Named Wales’s Greatest Novel
This outstanding novel tells of one boy’s journey into the grown-up world. By the light of a full moon our narrator and his friends Huw and Moi witness a side to their Welsh village life that they had no idea existed, and their innocence is exchanged for the shocking reality of the adult world.
One Moonlit Night is one of Britain’s most significant and brilliant pieces of fiction, a lost contemporary classic that deserves rediscovery.
Mengenai Pengarang
Caradog Prichard was born in 1904, the youngest son of a slate quarryman in Bethesda, North Wales, now a UNESCO World Heritage Site. His father died in a quarry accident when he was five months old. He left school at seventeen to become a journalist on a local Welsh newspaper, and five years later moved south to Cardiff, then still an unofficial capital city, to work for a daily paper with wide circulation in Wales.
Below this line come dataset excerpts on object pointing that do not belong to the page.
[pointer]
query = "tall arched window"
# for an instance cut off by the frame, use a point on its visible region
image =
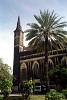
(23, 71)
(51, 64)
(35, 69)
(64, 61)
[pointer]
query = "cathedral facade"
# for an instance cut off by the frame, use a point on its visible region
(29, 64)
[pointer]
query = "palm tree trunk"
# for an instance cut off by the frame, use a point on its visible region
(46, 64)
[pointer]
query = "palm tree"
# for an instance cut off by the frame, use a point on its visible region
(46, 34)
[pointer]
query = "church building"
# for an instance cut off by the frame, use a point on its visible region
(30, 64)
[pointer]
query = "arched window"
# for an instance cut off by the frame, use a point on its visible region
(35, 69)
(64, 61)
(51, 64)
(23, 71)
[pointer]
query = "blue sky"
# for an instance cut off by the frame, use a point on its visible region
(9, 12)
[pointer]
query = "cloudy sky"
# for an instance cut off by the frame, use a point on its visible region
(9, 12)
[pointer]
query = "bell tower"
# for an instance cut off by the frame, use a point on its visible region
(18, 47)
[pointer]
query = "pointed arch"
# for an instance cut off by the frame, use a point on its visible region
(23, 71)
(35, 70)
(51, 64)
(64, 61)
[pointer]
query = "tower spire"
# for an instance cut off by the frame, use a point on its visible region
(19, 24)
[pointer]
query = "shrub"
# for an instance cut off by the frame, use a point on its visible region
(64, 92)
(6, 87)
(54, 95)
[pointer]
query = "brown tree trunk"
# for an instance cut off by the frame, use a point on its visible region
(46, 65)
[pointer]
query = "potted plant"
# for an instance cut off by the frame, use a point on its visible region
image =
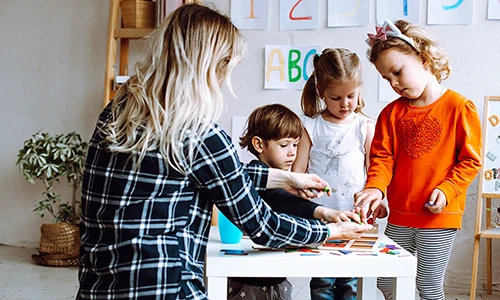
(48, 158)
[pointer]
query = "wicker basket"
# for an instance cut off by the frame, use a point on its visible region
(59, 245)
(138, 13)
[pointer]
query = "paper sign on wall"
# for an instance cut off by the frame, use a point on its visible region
(348, 13)
(288, 67)
(493, 10)
(250, 14)
(298, 14)
(449, 11)
(398, 10)
(237, 130)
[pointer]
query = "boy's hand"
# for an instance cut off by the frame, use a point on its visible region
(437, 201)
(334, 216)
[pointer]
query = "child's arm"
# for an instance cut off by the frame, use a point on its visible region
(468, 161)
(302, 160)
(370, 130)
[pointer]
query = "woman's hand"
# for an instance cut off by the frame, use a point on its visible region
(335, 216)
(347, 230)
(307, 186)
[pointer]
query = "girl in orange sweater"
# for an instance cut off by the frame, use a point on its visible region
(425, 152)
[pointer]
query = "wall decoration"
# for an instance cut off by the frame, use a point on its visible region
(385, 91)
(237, 129)
(398, 10)
(493, 10)
(288, 67)
(250, 14)
(298, 14)
(491, 146)
(449, 11)
(342, 13)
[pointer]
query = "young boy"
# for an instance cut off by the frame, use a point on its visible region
(272, 135)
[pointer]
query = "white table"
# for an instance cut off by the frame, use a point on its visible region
(280, 264)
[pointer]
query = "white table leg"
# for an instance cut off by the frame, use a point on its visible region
(404, 288)
(367, 288)
(217, 288)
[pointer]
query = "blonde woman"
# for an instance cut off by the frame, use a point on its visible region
(158, 163)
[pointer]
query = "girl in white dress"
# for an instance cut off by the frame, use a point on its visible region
(335, 144)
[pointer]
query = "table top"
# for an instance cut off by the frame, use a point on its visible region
(293, 264)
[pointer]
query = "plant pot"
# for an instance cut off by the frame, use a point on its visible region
(138, 13)
(59, 245)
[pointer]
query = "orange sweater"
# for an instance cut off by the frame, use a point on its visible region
(418, 149)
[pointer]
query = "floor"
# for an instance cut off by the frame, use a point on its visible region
(20, 279)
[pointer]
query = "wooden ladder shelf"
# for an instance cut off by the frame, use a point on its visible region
(119, 42)
(488, 189)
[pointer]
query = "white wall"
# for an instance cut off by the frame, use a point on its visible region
(53, 56)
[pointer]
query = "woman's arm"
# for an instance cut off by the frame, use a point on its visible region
(220, 176)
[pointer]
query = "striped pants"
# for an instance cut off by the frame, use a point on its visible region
(433, 250)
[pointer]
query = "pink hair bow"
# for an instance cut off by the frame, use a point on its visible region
(380, 35)
(388, 29)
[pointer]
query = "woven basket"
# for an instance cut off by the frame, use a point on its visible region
(59, 245)
(138, 13)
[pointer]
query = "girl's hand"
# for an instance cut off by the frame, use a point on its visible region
(380, 212)
(369, 195)
(307, 186)
(437, 201)
(334, 216)
(347, 230)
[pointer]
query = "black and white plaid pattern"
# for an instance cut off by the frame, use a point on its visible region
(145, 228)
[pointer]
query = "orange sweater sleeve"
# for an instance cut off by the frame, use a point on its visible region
(469, 147)
(381, 154)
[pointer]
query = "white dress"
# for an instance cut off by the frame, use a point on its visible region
(338, 156)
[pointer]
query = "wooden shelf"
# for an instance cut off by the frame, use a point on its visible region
(132, 33)
(490, 233)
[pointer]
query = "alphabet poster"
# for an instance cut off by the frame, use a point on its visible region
(250, 14)
(288, 67)
(449, 11)
(398, 10)
(298, 14)
(348, 13)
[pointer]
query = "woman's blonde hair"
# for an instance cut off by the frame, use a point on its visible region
(176, 94)
(331, 66)
(431, 53)
(271, 122)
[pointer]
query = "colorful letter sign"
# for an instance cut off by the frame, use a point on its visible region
(288, 67)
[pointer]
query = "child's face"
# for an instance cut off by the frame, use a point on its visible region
(280, 153)
(341, 99)
(405, 72)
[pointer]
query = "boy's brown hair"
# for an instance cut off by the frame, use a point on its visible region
(271, 122)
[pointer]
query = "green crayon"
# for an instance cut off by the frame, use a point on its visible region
(327, 189)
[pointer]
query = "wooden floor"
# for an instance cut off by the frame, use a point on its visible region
(20, 279)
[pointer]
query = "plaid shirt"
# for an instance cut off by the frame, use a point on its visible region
(145, 230)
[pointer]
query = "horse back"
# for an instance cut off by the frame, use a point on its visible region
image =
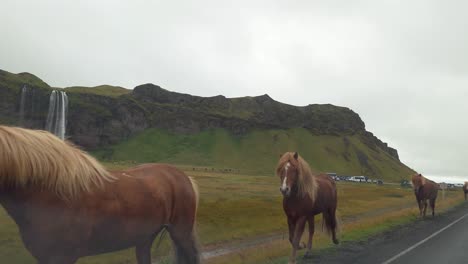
(429, 190)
From that point on he earned his living mostly in English, while his literary language remained Welsh, and while working nights he gained a Cardiff University degree in both languages. In 1934 he left Wales to work for national newspapers in London, and he died there in 1980. He was at first known in Wales only as a poet and journalist. He won the main National Eisteddfod prizes for Welsh poetry – three Crowns for free verse in 1927, 28 and 29, and in 1962 the Chair, for work in strict traditional forms. One Moonlit Night, his only novel, was first published in 1961 in Welsh, as Un Nos Ola Leuad. It has since inspired stage, film and radio adaptations, music and visual art, and been translated into eleven other languages. In 2014 readers of the Wales Arts Review voted it the greatest Welsh novel, and in 2022 it was chosen by BBC Arts and the national Reading Agency charity for their Jubilee list of outstanding books by British Commonwealth authors in the seventy years of the Queen’s reign.